Facebook: BlazeAid Chat

Presiden dari organisasi relawan "BlazeAid", Kevin Butler mengatakan jumlah sukarelawan kebakaran hutan dari organisasinya sendiri mencapai 1.000-3.000 orang per hari.

"Sejauh ini, kami memiliki banyak backpacker tersebar dari Kangaroo Island [Australia Selatan] dan perbatasan Queensland," katanya kepada ABC pekan lalu.

"Sekarang, sudah terdapat 40 tempat [perkumpulan relawan]."

Terlihat dalam akun Facebook "BlazeAid", para relawan membantu mendirikan pagar-pagar yang rusak akibat bencana kebakaran hutan.

Para sukarelawan dalam organisasi tersebut disediakan tempat tidur dan makanan empat sampai lima kali sehari.

Selain itu, asuransi kesehatan menjadi tanggungan "BlazeAid", jika relawan mengalami cedera saat bertugas.

Melihat respon yang positif dari kebijakan WHV dan kegiatan sukarelawan tersebut, Kevin merasa sangat senang.

"Ini adalah hal yang paling bagus. Hal ini menguntungkan semua pihak, baik pemegang visa WHV dan para petani."

Selain mengerahkan tenaga untuk memulihkan daerah yang terkena musibah kebakaran hutan, "BlazeAid" juga membantu dari sisi perekonomian lokal.

"Kami membawa para relawan untuk membantu petani dan membeli peralatan secara lokal demi menambah penghasilan daerah [yang terkena dampak kebakaran hutan]."

Kesempatan untuk tolong sesama Josephine pernah menjadi seorang 'rescuer' atau penyelamat binatang sukarela sewaktu di Indonesia.

Supplied: Josephine Theresia Devita

Josephine mengerti bahwa kesempatan untuk menjadi relawan ini belum tentu diminati oleh semua pemegang WHV di Australia.
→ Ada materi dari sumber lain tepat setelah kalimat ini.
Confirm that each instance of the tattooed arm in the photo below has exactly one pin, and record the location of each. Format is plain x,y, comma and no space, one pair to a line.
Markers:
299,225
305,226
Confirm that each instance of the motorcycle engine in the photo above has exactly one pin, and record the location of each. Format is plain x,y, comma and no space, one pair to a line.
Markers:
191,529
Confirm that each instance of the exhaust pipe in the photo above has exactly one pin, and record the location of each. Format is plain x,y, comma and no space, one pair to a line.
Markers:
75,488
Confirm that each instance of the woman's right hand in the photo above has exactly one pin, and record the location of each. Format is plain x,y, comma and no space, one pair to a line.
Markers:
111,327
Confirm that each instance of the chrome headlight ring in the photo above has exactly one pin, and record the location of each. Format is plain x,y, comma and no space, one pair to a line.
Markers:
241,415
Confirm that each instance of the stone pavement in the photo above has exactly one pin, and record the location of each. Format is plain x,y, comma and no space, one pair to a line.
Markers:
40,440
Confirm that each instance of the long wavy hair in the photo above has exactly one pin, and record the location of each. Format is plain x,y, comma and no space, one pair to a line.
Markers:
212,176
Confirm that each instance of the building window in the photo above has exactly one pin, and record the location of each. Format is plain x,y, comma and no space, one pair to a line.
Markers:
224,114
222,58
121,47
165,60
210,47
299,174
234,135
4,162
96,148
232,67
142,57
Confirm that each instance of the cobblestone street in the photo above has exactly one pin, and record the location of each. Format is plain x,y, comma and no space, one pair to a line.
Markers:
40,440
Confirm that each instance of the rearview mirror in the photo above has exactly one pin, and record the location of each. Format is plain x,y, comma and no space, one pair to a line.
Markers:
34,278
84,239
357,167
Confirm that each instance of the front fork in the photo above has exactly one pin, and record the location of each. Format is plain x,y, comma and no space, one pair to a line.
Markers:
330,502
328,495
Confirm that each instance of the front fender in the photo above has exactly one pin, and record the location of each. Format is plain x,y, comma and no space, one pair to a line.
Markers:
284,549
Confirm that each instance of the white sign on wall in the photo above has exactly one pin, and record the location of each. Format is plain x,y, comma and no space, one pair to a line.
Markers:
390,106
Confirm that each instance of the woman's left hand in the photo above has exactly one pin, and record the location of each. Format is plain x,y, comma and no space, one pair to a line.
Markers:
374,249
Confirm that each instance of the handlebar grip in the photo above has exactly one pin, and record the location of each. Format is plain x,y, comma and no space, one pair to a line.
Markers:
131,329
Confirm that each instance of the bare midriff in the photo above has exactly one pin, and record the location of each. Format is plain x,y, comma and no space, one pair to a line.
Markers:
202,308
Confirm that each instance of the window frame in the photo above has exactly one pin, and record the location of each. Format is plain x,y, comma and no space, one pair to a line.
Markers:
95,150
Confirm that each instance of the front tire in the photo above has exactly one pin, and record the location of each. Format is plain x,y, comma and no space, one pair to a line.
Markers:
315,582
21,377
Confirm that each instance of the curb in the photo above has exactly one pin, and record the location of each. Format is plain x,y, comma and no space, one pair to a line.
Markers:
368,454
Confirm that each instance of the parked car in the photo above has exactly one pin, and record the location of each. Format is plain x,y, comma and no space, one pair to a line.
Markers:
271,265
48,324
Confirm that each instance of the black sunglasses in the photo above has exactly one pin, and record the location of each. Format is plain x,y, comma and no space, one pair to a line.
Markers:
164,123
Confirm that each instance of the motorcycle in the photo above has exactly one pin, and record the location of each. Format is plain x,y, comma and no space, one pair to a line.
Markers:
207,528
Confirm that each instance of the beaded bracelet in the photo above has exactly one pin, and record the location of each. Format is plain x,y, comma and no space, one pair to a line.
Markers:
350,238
"Kalau berminat atau tidak, kembali ke orangnya masing-masing dan sah-sah saja, mungkin mereka memang butuh uang untuk bantu keluarga atau ada sesuatu yang mau dicapai."

Namun bagi Josephine yang harus menunggu tiga tahun hingga mendapat izin dari orangtuanya untuk merantau, peluang ini bisa digunakan untuk menolong sesama.

"Saya pribadi memang tidak begitu butuh uang, tadinya ke Australia pun juga untuk latihan mandiri dan meningkatkan Bahasa Inggris," katanya.

"Mungkin beberapa orang juga tak mau bekerja yang tidak dibayar, jadi ya nikmati saja, tapi buat saya ini suatu kebanggaan dan kesenangan sendiri bisa bantu sesama."

Saat ini sebanyak 30.000 orang bekerja di daerah pedalaman Australia demi memenuhi syarat mengajukan WHV tahun kedua.